ENNA. La Procura di Enna ha stralciato la posizione di due indagati, per cui si andrebbe verso la richiesta di archiviazione. Ma allo stesso tempo altri due ennesi, di cui ancora non si conosce il nome, vengono iscritti sul registro degli indagati. Sono queste le novità per cui è stata chiusa per la seconda volta l'inchiesta della magistratura sui presunti abusi d'ufficio al Comune, che vede iscritti sul registro degli indagati ben due sindaci, l'attuale, Paolo Garofalo, e il suo predecessore Rino Agnello.

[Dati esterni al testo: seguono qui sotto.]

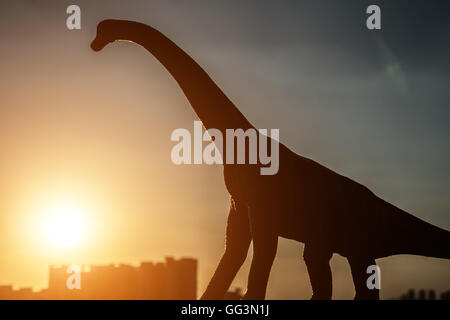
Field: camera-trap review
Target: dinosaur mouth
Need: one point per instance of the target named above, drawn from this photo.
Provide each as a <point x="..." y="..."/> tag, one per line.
<point x="98" y="44"/>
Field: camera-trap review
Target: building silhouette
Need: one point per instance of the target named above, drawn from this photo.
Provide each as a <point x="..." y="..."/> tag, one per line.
<point x="424" y="295"/>
<point x="174" y="279"/>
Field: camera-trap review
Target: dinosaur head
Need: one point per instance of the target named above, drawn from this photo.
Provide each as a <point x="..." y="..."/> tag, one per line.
<point x="111" y="30"/>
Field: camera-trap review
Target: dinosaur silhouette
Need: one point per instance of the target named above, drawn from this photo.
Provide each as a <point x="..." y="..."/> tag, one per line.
<point x="304" y="201"/>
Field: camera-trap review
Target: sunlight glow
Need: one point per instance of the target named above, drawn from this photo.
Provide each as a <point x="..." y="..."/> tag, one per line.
<point x="64" y="225"/>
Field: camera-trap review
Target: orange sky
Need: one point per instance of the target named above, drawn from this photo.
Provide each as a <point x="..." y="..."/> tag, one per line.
<point x="95" y="127"/>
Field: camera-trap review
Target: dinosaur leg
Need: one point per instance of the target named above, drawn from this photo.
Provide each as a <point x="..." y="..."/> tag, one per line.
<point x="265" y="242"/>
<point x="318" y="264"/>
<point x="359" y="266"/>
<point x="237" y="243"/>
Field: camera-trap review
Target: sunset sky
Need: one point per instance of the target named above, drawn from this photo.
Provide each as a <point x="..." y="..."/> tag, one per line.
<point x="90" y="132"/>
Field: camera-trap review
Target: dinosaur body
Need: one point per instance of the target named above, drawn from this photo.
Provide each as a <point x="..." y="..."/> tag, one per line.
<point x="304" y="201"/>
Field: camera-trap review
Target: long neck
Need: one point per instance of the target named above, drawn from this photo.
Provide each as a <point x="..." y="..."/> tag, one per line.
<point x="211" y="105"/>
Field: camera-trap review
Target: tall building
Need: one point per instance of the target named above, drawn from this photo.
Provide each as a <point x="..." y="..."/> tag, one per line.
<point x="173" y="279"/>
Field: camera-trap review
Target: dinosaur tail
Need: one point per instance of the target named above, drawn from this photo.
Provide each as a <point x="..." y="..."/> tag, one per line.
<point x="407" y="234"/>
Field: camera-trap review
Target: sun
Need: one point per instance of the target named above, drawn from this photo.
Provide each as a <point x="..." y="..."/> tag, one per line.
<point x="64" y="225"/>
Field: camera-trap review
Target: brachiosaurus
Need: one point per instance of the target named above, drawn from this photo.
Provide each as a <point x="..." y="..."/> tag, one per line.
<point x="304" y="201"/>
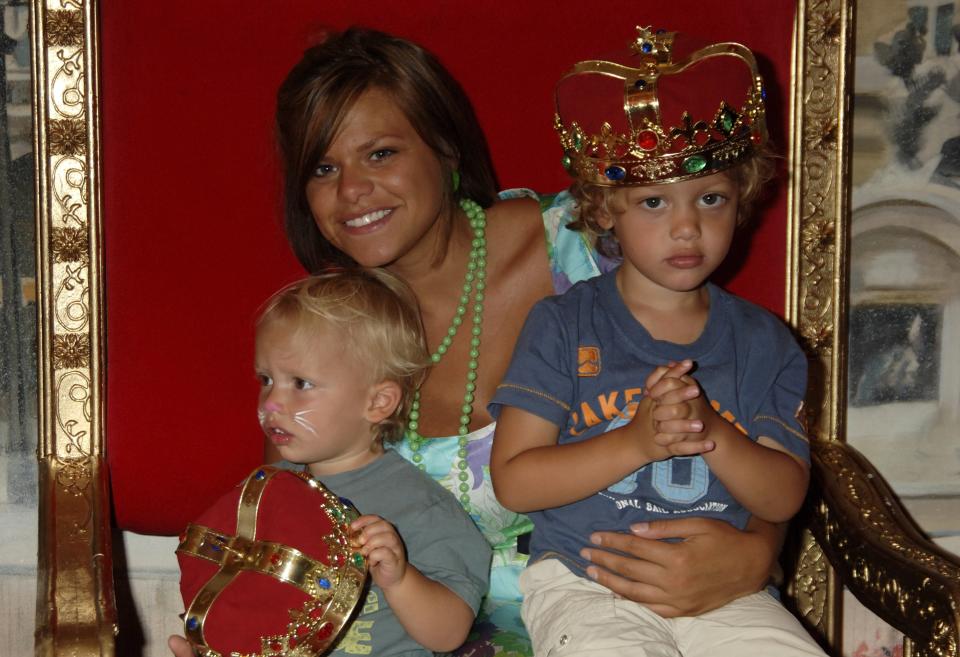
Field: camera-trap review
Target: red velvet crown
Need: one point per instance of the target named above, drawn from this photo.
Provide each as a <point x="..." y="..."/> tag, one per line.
<point x="269" y="569"/>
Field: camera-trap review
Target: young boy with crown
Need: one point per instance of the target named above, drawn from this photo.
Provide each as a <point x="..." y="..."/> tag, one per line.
<point x="649" y="392"/>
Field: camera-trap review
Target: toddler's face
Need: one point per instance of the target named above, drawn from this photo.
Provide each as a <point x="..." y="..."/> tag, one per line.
<point x="316" y="399"/>
<point x="674" y="235"/>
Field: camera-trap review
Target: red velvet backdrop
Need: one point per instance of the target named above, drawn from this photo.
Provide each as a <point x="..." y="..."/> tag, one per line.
<point x="191" y="192"/>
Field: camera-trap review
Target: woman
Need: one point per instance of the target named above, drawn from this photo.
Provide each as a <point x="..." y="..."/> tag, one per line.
<point x="384" y="161"/>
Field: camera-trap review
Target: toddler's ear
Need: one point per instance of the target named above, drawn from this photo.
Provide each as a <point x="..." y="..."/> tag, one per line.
<point x="384" y="398"/>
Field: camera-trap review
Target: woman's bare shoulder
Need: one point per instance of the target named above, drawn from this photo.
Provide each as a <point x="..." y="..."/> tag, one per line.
<point x="517" y="245"/>
<point x="515" y="223"/>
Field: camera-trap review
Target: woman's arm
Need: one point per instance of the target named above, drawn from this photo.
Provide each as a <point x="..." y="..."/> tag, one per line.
<point x="770" y="482"/>
<point x="712" y="563"/>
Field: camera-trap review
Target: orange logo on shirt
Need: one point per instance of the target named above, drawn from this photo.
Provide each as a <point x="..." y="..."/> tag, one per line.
<point x="588" y="361"/>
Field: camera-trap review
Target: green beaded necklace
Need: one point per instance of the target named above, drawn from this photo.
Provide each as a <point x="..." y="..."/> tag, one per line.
<point x="474" y="283"/>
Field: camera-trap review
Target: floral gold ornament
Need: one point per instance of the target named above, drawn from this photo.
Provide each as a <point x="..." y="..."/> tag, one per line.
<point x="70" y="245"/>
<point x="270" y="569"/>
<point x="71" y="351"/>
<point x="67" y="137"/>
<point x="699" y="135"/>
<point x="64" y="28"/>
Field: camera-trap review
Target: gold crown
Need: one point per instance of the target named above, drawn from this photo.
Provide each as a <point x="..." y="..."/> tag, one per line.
<point x="333" y="586"/>
<point x="652" y="152"/>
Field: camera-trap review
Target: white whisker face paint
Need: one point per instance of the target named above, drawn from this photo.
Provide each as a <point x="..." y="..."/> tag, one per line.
<point x="305" y="423"/>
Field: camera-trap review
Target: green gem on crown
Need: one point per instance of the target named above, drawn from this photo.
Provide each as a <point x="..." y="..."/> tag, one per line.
<point x="694" y="164"/>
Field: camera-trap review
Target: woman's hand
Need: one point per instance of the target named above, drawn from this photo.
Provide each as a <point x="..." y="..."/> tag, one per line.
<point x="711" y="564"/>
<point x="180" y="647"/>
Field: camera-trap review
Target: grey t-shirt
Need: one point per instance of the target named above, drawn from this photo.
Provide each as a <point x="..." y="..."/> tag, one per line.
<point x="441" y="541"/>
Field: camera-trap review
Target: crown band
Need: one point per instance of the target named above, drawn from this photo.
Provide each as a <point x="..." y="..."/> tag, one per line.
<point x="651" y="152"/>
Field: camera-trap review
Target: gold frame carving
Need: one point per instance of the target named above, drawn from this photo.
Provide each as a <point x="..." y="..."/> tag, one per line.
<point x="76" y="613"/>
<point x="853" y="520"/>
<point x="873" y="547"/>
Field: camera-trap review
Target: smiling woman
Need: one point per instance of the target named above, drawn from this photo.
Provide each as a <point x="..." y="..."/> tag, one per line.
<point x="379" y="177"/>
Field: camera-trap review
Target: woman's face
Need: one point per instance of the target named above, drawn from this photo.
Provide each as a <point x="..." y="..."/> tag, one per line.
<point x="376" y="195"/>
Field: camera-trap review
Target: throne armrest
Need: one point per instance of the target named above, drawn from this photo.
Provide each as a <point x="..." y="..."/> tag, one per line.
<point x="880" y="554"/>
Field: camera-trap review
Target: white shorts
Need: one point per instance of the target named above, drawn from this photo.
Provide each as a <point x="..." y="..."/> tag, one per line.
<point x="570" y="616"/>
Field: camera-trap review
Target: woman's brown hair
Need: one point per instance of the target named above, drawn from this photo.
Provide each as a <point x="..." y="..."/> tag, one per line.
<point x="319" y="92"/>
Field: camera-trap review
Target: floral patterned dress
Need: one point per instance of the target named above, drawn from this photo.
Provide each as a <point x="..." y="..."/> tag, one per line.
<point x="499" y="629"/>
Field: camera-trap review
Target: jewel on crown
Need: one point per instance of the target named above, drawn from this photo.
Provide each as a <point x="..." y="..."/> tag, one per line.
<point x="649" y="151"/>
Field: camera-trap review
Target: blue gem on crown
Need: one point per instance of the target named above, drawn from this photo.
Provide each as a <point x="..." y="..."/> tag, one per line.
<point x="615" y="173"/>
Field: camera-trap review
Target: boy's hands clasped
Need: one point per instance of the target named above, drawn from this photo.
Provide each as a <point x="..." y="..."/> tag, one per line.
<point x="677" y="411"/>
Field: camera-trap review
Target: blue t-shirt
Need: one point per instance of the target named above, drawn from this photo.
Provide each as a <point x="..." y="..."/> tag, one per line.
<point x="582" y="360"/>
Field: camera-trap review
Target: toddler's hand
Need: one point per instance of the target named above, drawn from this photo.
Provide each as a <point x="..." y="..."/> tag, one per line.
<point x="678" y="410"/>
<point x="380" y="543"/>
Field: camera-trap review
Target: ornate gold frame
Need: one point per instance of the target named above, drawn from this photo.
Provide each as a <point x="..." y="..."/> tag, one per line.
<point x="76" y="613"/>
<point x="854" y="520"/>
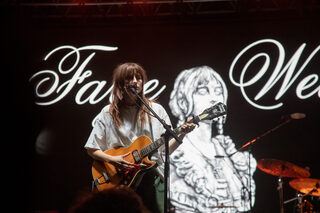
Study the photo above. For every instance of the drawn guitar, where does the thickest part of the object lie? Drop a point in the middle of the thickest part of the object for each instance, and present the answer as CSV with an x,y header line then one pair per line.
x,y
106,175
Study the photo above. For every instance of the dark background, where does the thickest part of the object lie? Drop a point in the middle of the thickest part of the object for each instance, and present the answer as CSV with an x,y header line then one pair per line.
x,y
50,177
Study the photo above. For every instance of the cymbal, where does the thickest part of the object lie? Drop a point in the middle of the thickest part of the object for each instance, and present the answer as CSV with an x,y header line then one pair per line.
x,y
306,185
282,168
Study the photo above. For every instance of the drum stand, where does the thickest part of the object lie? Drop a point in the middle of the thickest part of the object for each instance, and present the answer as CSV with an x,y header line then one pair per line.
x,y
280,188
300,197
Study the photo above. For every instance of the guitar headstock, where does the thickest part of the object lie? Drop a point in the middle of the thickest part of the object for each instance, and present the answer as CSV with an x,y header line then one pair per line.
x,y
215,111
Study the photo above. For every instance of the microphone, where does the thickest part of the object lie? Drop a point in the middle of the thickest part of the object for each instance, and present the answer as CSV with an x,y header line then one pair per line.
x,y
297,115
131,86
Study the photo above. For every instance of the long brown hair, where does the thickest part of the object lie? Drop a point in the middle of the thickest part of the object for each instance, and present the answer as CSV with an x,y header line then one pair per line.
x,y
122,73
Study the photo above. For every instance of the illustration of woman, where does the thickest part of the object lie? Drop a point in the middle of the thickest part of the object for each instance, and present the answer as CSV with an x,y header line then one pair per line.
x,y
203,178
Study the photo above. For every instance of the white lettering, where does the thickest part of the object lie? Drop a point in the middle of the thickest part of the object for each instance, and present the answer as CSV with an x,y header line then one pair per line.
x,y
50,90
279,71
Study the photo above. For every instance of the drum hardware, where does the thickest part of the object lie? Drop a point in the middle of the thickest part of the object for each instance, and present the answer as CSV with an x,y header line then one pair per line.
x,y
282,169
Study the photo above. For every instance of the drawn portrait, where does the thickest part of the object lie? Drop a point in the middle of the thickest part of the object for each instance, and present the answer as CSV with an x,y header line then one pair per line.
x,y
207,174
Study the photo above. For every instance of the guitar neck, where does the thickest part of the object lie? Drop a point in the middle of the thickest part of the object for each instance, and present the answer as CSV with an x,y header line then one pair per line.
x,y
156,144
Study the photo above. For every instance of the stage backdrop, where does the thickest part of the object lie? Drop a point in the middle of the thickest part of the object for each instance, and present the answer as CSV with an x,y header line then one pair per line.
x,y
63,79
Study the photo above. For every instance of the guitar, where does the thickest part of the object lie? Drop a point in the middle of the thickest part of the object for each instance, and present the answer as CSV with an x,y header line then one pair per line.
x,y
106,175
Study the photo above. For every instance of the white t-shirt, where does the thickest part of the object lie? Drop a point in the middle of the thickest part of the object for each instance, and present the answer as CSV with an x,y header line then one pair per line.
x,y
105,136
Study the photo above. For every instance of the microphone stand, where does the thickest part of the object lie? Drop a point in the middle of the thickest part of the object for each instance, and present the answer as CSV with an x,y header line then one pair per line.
x,y
249,158
169,132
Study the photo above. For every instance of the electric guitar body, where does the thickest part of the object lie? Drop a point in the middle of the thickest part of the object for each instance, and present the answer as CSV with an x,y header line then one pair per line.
x,y
106,175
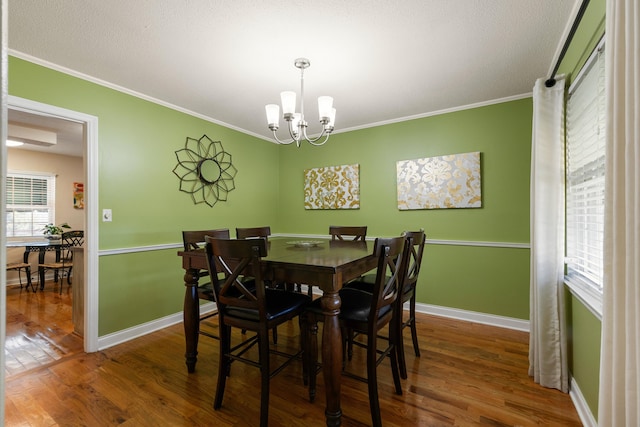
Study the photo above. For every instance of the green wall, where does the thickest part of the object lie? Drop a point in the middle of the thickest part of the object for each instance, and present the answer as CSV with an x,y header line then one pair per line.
x,y
584,327
138,139
136,155
482,279
137,144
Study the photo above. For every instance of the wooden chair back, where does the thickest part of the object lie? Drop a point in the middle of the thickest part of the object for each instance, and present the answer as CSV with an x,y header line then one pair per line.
x,y
355,233
392,259
194,239
71,239
253,232
229,261
417,241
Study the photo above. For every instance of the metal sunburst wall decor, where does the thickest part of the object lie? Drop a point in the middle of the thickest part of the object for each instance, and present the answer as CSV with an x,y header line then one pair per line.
x,y
205,170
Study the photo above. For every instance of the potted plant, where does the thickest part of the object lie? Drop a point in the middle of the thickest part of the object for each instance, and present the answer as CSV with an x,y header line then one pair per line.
x,y
54,232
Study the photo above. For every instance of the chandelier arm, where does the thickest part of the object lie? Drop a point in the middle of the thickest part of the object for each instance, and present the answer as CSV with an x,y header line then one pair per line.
x,y
312,140
280,141
317,144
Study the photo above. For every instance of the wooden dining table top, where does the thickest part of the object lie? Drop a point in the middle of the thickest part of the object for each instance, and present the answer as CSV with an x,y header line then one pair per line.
x,y
301,260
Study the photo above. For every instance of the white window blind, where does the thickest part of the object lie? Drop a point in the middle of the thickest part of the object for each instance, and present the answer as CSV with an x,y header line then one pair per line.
x,y
585,154
30,203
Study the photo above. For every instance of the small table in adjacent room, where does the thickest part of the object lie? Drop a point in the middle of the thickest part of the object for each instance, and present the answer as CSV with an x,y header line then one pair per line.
x,y
42,247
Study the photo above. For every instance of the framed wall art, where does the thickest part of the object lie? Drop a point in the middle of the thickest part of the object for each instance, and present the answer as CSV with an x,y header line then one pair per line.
x,y
444,182
332,187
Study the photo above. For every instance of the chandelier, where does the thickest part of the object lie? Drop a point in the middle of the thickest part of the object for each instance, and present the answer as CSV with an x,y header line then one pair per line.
x,y
296,121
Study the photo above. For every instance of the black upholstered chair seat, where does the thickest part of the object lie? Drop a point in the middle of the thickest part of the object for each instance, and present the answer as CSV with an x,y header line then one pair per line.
x,y
278,303
365,283
355,307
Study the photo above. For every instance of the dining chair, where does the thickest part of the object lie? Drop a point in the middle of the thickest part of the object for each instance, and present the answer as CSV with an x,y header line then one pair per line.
x,y
253,232
257,233
64,264
193,240
416,245
19,266
340,232
366,313
257,311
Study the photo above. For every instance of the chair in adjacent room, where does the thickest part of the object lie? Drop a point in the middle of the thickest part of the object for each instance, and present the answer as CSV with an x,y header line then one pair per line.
x,y
417,241
63,265
341,232
193,240
19,266
366,313
258,311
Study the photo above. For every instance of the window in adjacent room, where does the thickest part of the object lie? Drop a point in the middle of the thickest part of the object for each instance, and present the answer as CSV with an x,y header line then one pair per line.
x,y
585,154
30,203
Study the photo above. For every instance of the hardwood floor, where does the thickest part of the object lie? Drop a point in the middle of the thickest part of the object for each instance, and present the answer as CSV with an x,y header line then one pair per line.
x,y
39,328
469,374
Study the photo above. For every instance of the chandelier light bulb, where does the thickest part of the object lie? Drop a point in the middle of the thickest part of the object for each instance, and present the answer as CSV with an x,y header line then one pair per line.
x,y
297,125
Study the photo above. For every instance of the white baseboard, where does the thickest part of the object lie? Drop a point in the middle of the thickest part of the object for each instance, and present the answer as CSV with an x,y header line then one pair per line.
x,y
473,316
584,412
579,402
137,331
125,335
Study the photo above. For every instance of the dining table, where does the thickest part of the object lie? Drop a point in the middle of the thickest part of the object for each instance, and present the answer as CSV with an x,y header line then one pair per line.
x,y
41,247
323,263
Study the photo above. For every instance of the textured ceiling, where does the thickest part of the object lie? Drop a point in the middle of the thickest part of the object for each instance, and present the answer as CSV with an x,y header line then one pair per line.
x,y
382,61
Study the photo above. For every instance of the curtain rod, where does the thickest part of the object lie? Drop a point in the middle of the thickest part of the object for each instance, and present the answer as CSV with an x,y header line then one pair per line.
x,y
552,81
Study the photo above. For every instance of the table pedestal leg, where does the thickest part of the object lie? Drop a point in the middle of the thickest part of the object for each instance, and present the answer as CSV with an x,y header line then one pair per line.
x,y
332,357
191,313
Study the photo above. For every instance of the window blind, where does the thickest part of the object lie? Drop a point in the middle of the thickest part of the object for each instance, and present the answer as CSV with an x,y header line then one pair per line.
x,y
30,203
585,157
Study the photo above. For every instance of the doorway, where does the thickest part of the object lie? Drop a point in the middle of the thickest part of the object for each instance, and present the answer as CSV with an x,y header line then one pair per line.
x,y
89,141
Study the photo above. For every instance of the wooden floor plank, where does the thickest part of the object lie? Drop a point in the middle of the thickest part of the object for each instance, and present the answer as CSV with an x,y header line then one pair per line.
x,y
468,375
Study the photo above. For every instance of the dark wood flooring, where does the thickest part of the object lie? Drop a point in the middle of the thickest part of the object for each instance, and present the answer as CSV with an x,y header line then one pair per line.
x,y
469,375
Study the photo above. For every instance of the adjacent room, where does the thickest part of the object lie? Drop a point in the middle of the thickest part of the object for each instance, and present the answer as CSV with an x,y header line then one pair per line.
x,y
320,213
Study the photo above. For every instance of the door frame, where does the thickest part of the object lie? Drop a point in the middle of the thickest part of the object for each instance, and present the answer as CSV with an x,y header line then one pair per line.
x,y
91,216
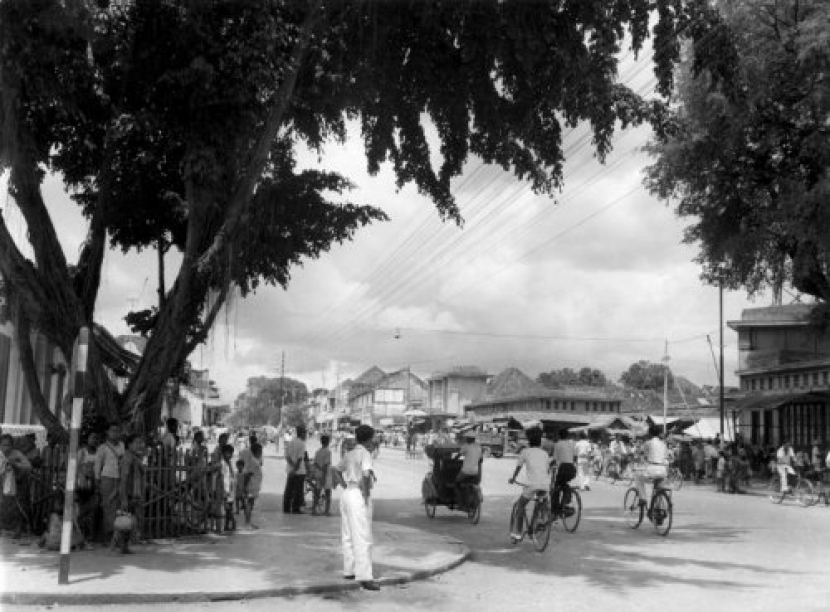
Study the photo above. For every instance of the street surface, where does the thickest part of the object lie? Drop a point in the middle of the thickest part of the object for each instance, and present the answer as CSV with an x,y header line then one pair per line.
x,y
725,552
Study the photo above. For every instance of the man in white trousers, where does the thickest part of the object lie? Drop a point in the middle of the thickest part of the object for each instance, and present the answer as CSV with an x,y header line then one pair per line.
x,y
356,510
583,461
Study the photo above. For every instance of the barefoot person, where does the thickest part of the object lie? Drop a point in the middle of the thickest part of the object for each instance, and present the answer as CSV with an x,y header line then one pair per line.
x,y
356,510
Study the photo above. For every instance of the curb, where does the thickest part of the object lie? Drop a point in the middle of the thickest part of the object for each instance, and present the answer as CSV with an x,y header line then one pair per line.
x,y
323,588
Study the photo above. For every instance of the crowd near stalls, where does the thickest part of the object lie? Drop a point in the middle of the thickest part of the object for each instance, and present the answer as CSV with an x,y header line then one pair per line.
x,y
129,488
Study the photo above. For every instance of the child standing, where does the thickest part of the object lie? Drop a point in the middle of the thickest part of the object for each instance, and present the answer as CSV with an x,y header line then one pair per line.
x,y
240,486
252,482
322,459
228,487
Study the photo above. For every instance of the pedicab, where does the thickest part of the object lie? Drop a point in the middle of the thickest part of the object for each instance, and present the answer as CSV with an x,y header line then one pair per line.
x,y
439,486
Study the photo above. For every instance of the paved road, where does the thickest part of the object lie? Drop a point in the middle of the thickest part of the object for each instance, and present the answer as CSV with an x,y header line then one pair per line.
x,y
725,552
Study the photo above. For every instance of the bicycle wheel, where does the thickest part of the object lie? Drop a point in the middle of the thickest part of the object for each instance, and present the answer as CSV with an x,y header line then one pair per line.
x,y
572,512
514,520
540,525
774,490
661,512
805,493
632,510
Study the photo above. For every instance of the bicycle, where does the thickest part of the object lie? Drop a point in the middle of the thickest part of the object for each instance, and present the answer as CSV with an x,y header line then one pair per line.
x,y
660,510
540,523
571,512
801,489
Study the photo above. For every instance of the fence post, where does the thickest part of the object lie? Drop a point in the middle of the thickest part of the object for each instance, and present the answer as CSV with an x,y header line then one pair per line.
x,y
79,389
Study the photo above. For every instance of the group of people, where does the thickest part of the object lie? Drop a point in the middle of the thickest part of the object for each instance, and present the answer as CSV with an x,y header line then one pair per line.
x,y
355,474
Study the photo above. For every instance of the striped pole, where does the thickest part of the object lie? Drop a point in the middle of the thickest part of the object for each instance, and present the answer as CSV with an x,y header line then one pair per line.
x,y
80,354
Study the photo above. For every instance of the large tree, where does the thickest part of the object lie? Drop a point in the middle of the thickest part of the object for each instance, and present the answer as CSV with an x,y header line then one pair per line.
x,y
750,161
175,124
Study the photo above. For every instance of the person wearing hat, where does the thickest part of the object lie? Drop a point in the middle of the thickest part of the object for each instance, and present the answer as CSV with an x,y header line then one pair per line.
x,y
356,510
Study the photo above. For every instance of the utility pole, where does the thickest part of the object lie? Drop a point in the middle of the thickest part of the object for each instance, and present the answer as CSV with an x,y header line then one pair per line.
x,y
720,372
665,386
282,382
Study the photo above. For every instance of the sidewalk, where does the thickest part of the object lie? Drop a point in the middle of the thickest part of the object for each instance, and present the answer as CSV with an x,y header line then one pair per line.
x,y
288,555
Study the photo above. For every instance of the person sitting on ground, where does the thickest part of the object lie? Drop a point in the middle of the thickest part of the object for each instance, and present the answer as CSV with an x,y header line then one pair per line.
x,y
656,469
325,482
536,463
252,479
473,457
13,467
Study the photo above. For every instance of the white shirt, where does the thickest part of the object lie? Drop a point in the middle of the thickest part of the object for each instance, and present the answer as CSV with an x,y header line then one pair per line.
x,y
355,463
784,457
536,463
656,451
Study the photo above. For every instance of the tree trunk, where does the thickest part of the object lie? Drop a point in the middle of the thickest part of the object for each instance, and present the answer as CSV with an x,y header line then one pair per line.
x,y
40,405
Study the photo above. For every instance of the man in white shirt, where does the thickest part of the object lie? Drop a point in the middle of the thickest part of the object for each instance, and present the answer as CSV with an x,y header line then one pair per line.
x,y
656,455
356,510
583,461
295,459
537,471
784,462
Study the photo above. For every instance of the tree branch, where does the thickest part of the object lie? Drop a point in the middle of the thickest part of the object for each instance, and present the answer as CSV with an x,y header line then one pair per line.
x,y
210,319
259,156
27,363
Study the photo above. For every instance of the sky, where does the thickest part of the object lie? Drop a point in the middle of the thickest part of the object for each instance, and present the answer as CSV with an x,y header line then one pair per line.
x,y
598,276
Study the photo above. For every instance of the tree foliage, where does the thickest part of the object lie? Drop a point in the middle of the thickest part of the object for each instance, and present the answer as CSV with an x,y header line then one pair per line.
x,y
749,162
566,377
646,375
176,125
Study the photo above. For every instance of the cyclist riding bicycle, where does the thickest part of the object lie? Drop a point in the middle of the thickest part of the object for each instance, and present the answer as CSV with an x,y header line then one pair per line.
x,y
563,456
656,455
536,464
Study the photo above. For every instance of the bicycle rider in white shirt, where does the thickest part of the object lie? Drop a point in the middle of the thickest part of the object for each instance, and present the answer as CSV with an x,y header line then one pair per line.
x,y
656,455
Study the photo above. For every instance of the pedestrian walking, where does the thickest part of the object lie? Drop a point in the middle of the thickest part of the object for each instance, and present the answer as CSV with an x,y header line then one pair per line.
x,y
322,460
13,468
295,459
252,479
108,476
356,510
583,461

Un avviso che "sostituisce", si leggerebbe nello stesso atto, "il precedente", risalente a marzo 2014, alla luce degli interrogatori e degli atti consegnati alla magistratura dagli indagati, che hanno chiesto di essere sentiti o di depositare memorie.

Contattato telefonicamente, il sindaco Garofalo conferma la notifica dell'avviso di conclusione delle indagini, ma precisa: "Per quanto mi riguarda non c'è niente di nuovo". Fonti vicine al primo cittadino puntualizzano inoltre che le due ipotesi di reato contestategli - un presunto abuso legato alla nomina del comitato di valutazione, perché alcuni componenti sarebbero stati, secondo la Procura, privi della necessaria indipendenza, e una tentata concussione - sono rimaste invariate. Ma i due "stralciati" erano entrambi co-indagati del sindaco, dunque la sua posizione viene ritenuta dalle stesse fonti, in un certo senso, alleggerita. Ad ogni modo permane l'ipotesi di tentata concussione, contestata solo a Garofalo. L'ipotesi è di aver tentato di "costringere" il dirigente dell'Ufficio legale ad accettare, nell'ambito della riorganizzazione della struttura organizzativa, l'incarico ad interim della dirigenza dello staff 1 Polizia locale, oltre al suo incarico di dirigente dello staff 2 Affari legali, nonostante il dirigente avesse fatto presente di non poter accettare, allegando un parere del presidente del Consiglio dell'Ordine degli avvocati.